Гуров согласно кивал, смотрел понимающе, мол, жене отказывать в пустяковых капризах не по-мужски. Но Крячко видел: друг не слушает хозяина, думает о своем.
– Анатолий Трофимович, а чья идея собраться в узком мужском кругу? – спросил Гуров.
– Если честно, супруга настояла, – ответил Барчук. – Она постоянно обвиняет меня в недальновидности, в том, что я не расширяю круг личных знакомств. Убедила меня, мол, предлог благовидный, пригласи влиятельных мужиков, выпейте, поговорите за жизнь. Вот так. – Он развел руками.
– Надеюсь, вы понимаете, что один из ваших гостей прямо или косвенно причастен к убийству? – Гуров не смотрел на хозяина, рисовал пальцем на мраморной стойке бара замысловатые вензеля.
– Абсолютно исключено! – воскликнул Барчук. – Как вам подобное в голову пришло?
– Ну, если вы так уверены, что никто из гостей к убийству умышленно или невольно руку не приложил, значит, снайпера организовали вы, Анатолий Трофимович, – задумчиво произнес Гуров таким обыденным тоном, словно обвинял не в убийстве, а говорил о чем-то повседневном.
Крячко глянул на друга с сожалением, как на тяжело и безнадежно больного. Барчук широко разинутым ртом хватал воздух, вены на его висках вздулись. Он походил на человека, вынырнувшего из-под воды на последнем издыхании, уже изрядно этой воды нахлебавшись.

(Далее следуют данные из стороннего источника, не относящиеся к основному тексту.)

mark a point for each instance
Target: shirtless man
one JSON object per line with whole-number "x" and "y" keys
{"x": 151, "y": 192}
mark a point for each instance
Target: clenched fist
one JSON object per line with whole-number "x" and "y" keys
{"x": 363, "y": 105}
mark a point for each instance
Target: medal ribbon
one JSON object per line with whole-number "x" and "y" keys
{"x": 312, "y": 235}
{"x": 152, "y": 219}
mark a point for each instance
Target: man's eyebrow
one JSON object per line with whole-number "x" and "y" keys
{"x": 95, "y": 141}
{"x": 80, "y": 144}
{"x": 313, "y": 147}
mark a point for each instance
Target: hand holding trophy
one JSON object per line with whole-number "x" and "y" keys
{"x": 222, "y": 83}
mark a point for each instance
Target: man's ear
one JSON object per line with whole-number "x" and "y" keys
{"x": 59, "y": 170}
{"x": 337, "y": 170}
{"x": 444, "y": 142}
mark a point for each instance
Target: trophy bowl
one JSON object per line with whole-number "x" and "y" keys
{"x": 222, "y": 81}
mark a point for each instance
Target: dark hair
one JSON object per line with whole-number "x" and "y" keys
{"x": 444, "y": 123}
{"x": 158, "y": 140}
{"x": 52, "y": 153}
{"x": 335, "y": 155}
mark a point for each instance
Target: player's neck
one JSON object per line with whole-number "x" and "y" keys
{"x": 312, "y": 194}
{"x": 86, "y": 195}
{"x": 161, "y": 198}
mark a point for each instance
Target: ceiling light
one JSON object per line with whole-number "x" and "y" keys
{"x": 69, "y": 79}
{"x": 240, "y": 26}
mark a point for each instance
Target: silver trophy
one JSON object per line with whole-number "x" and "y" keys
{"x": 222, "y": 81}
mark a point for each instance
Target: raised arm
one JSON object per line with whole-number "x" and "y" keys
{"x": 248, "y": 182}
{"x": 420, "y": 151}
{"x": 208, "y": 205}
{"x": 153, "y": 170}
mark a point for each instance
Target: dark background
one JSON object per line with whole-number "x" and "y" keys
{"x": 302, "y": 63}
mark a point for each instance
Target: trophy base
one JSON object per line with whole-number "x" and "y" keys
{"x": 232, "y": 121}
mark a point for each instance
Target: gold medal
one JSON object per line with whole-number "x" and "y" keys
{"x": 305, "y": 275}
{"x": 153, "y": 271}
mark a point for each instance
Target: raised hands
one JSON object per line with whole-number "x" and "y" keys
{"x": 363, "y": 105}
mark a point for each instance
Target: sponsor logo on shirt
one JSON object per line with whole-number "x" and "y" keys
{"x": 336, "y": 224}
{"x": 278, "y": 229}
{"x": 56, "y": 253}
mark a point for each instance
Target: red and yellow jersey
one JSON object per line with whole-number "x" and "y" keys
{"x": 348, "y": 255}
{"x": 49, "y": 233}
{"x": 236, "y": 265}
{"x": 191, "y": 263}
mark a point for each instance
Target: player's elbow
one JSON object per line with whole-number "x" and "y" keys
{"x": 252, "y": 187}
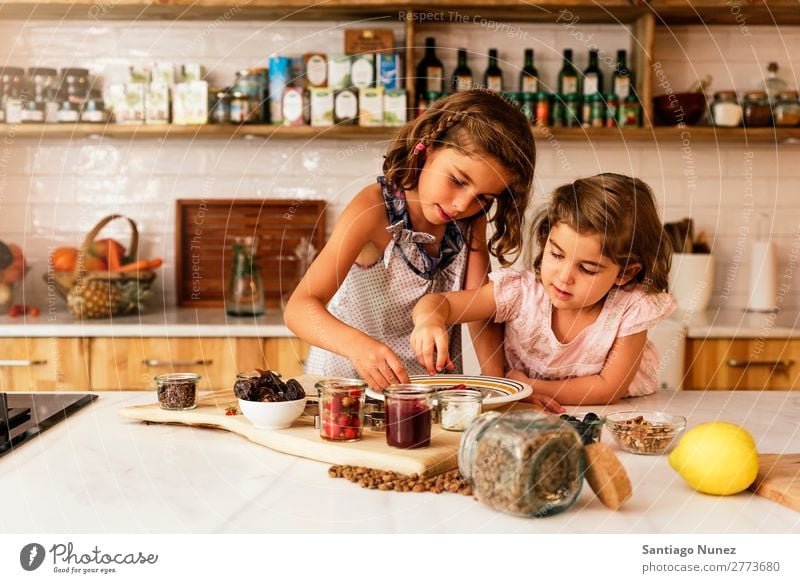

Гуров взял со стойки стакан с минералкой, вложил в ладонь Барчуку, прижал его пальцы к стакану, сказал:
– Не уроните, выпейте, сейчас пройдет. Поверьте моему опыту, любое убийство – сильный удар по нервной системе.
Барчук послушно сделал несколько глотков, поперхнулся, наконец с трудом выговорил:
– Вы понимаете, что говорите?
– Такова моя профессия, обязан понимать. Врач, установив, что у больного рак, сочувствует человеку, но помочь не может. Я вам сочувствую, хотя, честно сказать, не очень.
– Аудиенция окончена! До свидания, господа полицейские! – Барчук поставил стакан, шагнул было к дверям, но Гуров взял его за локоть. Вице-премьер лишь неловко дернулся и закричал: – А за это вы ответите!